Nubledo, Illán GARCÍA
Silencio. Eso es lo único que reciben del Principado los vecinos de Molleda y Solís, que no cejan en su empeño de intentar paralizar el trazado de la autovía Avilés y Llanera que afecta a sus parroquias. La falta de respuesta del Gobierno que dirige Vicente Álvarez Areces incomoda a los residentes. «El diseño actual, tal y como está dibujado, no es aceptable de ninguna manera», asegura el presidente de la asociación de vecinos de Solís, Iván Fernández. José Manuel Pérez, su homólogo de Molleda, suscribe sus palabras.
Los críticos con el trazado de la futura autovía no quieren dar su brazo a torcer pese a que el Principado asegure que el pinchazo de la autovía del Cantábrico y la futura vía en Nuña es inviable, una tesis que no comparte el Ayuntamiento y los vecinos. Los molledanos insisten en que esa conexión en las inmediaciones del cementerio de Nuña es factible y que daría soluciones reales a los problemas de tráfico del concejo. «Hablamos con arquitectos y nos dan la razón; lo demostraremos», recalcó Pérez.

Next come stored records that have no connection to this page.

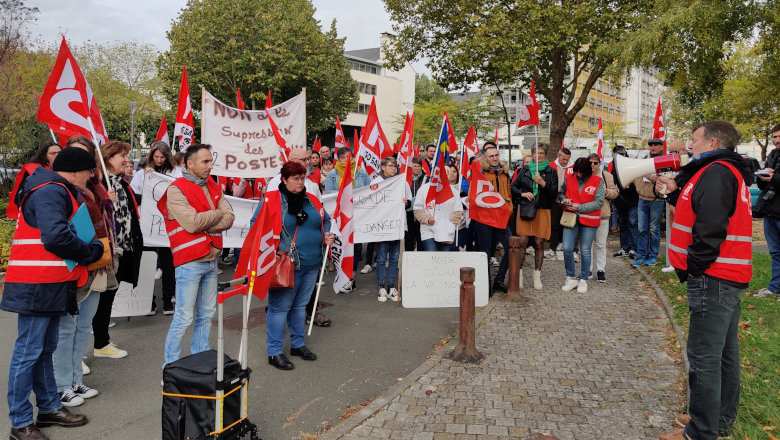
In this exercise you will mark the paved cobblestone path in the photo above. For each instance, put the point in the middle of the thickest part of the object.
(577, 366)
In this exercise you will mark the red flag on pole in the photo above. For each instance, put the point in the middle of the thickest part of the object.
(162, 132)
(530, 114)
(659, 129)
(239, 101)
(185, 124)
(485, 204)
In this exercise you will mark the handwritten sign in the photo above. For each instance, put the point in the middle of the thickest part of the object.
(138, 301)
(153, 225)
(379, 210)
(242, 141)
(432, 279)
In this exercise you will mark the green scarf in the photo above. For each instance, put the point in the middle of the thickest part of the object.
(541, 166)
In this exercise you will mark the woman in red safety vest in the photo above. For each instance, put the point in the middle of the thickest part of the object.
(582, 193)
(43, 158)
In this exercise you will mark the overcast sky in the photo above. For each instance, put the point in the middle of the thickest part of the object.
(361, 21)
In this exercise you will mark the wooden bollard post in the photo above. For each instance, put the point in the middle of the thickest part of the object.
(466, 351)
(513, 284)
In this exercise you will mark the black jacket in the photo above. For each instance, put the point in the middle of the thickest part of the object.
(524, 182)
(714, 201)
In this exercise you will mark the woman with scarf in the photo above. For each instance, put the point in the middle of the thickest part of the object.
(304, 235)
(388, 250)
(74, 332)
(129, 244)
(161, 161)
(536, 184)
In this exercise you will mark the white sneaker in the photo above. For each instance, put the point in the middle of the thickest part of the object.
(110, 351)
(84, 391)
(70, 399)
(570, 284)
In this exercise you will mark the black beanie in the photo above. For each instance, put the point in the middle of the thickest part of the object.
(73, 159)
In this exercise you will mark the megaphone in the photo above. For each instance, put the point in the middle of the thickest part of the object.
(626, 169)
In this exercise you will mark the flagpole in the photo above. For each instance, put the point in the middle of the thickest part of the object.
(319, 286)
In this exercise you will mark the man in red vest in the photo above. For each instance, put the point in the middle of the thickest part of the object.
(40, 288)
(710, 248)
(195, 214)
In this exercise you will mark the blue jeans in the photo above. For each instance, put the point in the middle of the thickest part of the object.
(431, 245)
(649, 221)
(486, 234)
(289, 305)
(73, 339)
(713, 350)
(772, 233)
(627, 221)
(387, 250)
(586, 234)
(32, 369)
(196, 294)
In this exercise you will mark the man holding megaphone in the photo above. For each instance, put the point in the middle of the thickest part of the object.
(710, 248)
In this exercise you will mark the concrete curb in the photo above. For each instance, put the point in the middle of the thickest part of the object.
(380, 401)
(670, 314)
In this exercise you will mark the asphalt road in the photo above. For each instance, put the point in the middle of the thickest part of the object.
(367, 349)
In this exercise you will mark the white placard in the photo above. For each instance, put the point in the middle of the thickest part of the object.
(432, 279)
(242, 141)
(153, 226)
(380, 214)
(138, 301)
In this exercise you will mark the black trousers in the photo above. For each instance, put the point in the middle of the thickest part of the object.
(103, 313)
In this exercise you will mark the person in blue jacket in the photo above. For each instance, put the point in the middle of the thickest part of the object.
(40, 288)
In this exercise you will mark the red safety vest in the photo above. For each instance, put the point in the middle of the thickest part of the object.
(593, 218)
(187, 247)
(30, 263)
(734, 260)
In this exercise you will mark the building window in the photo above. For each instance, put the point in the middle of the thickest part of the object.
(362, 109)
(354, 65)
(368, 89)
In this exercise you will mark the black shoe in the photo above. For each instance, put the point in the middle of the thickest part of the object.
(303, 353)
(61, 417)
(500, 287)
(281, 362)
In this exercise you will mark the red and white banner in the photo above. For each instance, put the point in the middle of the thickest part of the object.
(343, 248)
(184, 130)
(659, 129)
(530, 114)
(485, 204)
(162, 132)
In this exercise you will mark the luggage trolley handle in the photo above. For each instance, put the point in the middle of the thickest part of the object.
(221, 297)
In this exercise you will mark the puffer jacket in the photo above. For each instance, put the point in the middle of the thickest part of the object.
(502, 180)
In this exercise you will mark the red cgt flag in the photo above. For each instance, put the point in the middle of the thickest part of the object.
(184, 129)
(485, 204)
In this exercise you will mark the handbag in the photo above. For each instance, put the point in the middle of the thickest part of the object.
(283, 270)
(568, 219)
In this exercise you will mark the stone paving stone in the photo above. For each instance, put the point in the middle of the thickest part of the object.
(571, 365)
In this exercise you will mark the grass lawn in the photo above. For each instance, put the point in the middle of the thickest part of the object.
(759, 335)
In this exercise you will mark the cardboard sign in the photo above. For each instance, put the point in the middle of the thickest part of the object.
(432, 279)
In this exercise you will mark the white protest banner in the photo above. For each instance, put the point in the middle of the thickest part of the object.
(379, 211)
(242, 141)
(153, 226)
(432, 279)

Tanto Fernández como Pérez consideran que el Principado «hace de menos» a los corveranos por dos motivos principales. El primero, la administración regional, a juicio de los vecinos, ha optado por mantenerse en silencio mientras que los afectados demandan información sobre cómo va el proceso del proyecto de la nueva autovía. El segundo, los vecinos critican que el Principado aún no haya contestado a las peticiones formales que el Ayuntamiento y las propias asociaciones realizaron en Oviedo para poder reunirse con el presidente del Principado para expresar su malestar con el trazado propuesto. «Nos parece una falta de respeto que ni nos digan nada ni se conteste debidamente a la petición de una reunión con el Presidente», recalcó Fernández. Por su parte, Pérez aseguró que no se descarta la posibilidad de volver a manifestarse en Oviedo frente al edificio de Presidencia.